November 25, 2009
Worked all afternoon yesterday on the the Blazing Pols illustration. After some 35 sketches, finally got a decent looking drawing of a gunfighting elephant at about two:
Utilizing the old spreading-lead-on-the-back-of-tracing-paper trick, I transferred that sketch to an expensive sheet of Essdee Scratchboard ($22 a sheet) and laid in the fightingi elephant and the head of the dying jackass:
So far, so good (yes, I changed the derby into an Uncle Sam hat because I knew that Dan The Man will probably want to carve that hat and put it in front of the True West logo). Unfortunately I had drawn myself into a corner (something I'm very good at). Although the editorial style cartoon I'm emulating harkens to the 1890s and early 1900s, the fight itself took place in 1871, so now I'm facing a dilemma. If an editorial cartoonist was drawing a cartoon of a fight that took place thirty years earlier, would he make the weapons authentic to that time? Perhaps, but this is supposed to be an allegorical representation of the fight, like you would see in a daily newspaper.

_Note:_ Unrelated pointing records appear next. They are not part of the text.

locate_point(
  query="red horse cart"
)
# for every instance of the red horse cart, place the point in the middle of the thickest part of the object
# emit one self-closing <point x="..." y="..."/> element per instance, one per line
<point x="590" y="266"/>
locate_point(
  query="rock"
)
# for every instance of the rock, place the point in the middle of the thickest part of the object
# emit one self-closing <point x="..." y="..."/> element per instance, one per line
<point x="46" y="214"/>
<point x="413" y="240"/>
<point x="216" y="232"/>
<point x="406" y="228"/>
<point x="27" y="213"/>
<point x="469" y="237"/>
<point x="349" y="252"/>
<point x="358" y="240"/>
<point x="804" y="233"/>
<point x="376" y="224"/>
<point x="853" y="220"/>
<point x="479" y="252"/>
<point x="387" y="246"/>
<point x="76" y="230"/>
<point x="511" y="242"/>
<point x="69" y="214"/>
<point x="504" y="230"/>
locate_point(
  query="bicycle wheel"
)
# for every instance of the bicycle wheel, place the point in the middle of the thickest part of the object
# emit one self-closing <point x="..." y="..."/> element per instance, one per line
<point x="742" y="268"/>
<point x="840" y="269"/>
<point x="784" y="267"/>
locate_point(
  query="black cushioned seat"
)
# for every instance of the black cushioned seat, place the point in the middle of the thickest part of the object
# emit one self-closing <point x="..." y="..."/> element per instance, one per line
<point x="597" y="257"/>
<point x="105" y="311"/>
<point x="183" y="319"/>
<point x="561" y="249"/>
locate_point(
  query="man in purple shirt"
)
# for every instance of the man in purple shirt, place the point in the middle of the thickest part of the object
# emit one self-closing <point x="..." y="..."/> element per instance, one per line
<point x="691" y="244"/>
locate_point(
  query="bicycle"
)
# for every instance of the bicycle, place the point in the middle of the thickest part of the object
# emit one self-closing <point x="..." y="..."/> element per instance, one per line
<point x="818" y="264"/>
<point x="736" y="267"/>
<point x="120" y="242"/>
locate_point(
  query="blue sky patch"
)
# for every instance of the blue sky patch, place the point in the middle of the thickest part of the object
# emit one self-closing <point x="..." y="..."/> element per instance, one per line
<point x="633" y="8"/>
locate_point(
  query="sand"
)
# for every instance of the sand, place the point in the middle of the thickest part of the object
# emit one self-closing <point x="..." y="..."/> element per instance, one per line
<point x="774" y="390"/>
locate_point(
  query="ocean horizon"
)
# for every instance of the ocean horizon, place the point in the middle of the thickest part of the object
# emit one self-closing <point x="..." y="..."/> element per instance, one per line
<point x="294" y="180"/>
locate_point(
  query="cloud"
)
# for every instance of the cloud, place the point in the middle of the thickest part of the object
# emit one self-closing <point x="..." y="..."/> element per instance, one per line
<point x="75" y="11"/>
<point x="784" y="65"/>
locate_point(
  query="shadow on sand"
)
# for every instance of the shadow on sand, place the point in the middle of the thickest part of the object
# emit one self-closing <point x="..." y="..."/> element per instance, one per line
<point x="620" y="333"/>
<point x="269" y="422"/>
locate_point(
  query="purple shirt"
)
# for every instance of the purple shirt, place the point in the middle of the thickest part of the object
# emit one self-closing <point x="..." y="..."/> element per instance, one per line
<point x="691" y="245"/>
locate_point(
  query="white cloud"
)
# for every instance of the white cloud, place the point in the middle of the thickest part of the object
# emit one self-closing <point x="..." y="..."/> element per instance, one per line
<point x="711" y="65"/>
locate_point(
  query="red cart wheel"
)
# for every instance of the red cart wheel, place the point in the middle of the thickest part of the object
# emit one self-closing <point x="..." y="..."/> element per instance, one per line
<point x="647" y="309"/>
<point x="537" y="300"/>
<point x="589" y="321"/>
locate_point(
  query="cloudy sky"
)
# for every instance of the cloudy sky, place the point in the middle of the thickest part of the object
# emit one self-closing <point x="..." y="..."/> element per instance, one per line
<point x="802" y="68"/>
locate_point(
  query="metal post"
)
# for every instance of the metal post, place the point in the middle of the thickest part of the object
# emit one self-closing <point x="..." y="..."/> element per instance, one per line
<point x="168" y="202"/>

Still, this is True West, so I opted for a percussion Colt as the jackass's weapons:
Rather than blunder onto the Essdee Scratchboard and try and fake my way through the pistol grips and frock coat folds, I decided to go into work this morning and have our production manager Robert Ray take a model jackass out in the back and pose those effects:
Now that is one fine jackass pose.
"He was grinnin' like a jackass eatin' prickly pear."